Smithsonian Astrophysical Observatory

The Smithsonian Astrophysical Observatory (SAO) is a research center of the Smithsonian Institution. This institution was created by the congress of the United States in 1846 in order to use the legacy made by English James Smithson in the United States in order to found with Washington an establishment for the development and the dissemination of the information. Smithsonian Astrophysical Observatory is very known at the Astronome S to have published in 1966 a Catalog of stars which bears its name (see Catalog SAO).

History

A stammering beginning

Although Smithson did not specify a specific field of research, the president John Quincy Adams requested in 1838 so that part of the funds of this legacy is used to establish a national astronomical observatory, but at this time of other interests prevailed and the institution concentrated in various museums and laboratories. 1890 had to be waited until so that the observatory is founded by Samuel Pierpont Langley, the secretary of the institution. Langley was the first director until his death in 1906. It is especially known as a pioneer of aeronautics but it had a training of astronomer: he invented the Bolomètre, discovered the radiation solar Infrarouge, and was one of the first American scientists to perceive the Astrophysique like a discipline with whole share. Initially, the observatory occupied a small hangar behind the building of Smithsonian Institution and its research was centered on the study of the solar radiation and the solar Constante.

New directions and orientations

In 1907, Charles G. Abbot who was assistant with the SAO since 1895, became the new director. Under its direction, several solar observation stations were established in the United States, in South America and Africa. In 1944, when Abbot taken its retirement, Loyal B. Aldrich became the new director.

In 1955 the SAO moved of Washington with Cambridge, Massachusetts to affiliate themselves with the Harvard College Observatory and to extend its team like her field of research. Fred Whipple, then with the head of the department of astronomy in Harvard, was named director of this new SAO to replace Aldrich which took its retirement. Under its direction, the SAO contributed to the American space program by creating an optical world network of follow-up of satellites. Experiments of astronomical observations in orbit, studies on the Comet S and the Meteorite S, and of research in theoretical astrophysics were also undertaken.

In 1973, the bonds between Smithsonian and Harvard were still tightened and the Harvard-Smithsonian Center for Astrophysics (CFA) was created in Cambridge to coordinate the research activities of the SAO and Harvard College Observatory under only one direction.

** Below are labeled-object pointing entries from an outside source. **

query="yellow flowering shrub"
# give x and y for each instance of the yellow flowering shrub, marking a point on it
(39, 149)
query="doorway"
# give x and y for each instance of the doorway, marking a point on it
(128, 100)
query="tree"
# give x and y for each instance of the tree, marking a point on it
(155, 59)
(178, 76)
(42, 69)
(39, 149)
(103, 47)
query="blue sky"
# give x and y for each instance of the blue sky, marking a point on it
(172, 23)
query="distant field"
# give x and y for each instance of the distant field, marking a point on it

Innovations and technological leadership

Currently, the SAO is one of the institutions of the largest astrophysics and most diversified in the world. It initiated the development of observatories in Orbite and large terrestrial telescopes, the use of data processing to solve the astrophysical problems as well as integration of measurements in laboratory, theoretical astrophysics and observations in all the field of the electromagnetic Specter.

Research of the program of CFA, although in relation and complementary, are organized in seven sections: atomic and molecular physics, Astrophysical of high energies, optical and infra-red astronomy, Radioastronomy, physics solar and stellar and astrophysical theoretical. The observational data are collected by rockets, balloons and space engines like by telescopes on the ground: Fred Lawrence Whipple Observatory in Arizona, the Oak Ridge Observatory in Massachusetts and the millimetre-length radio telescope in Cambridge.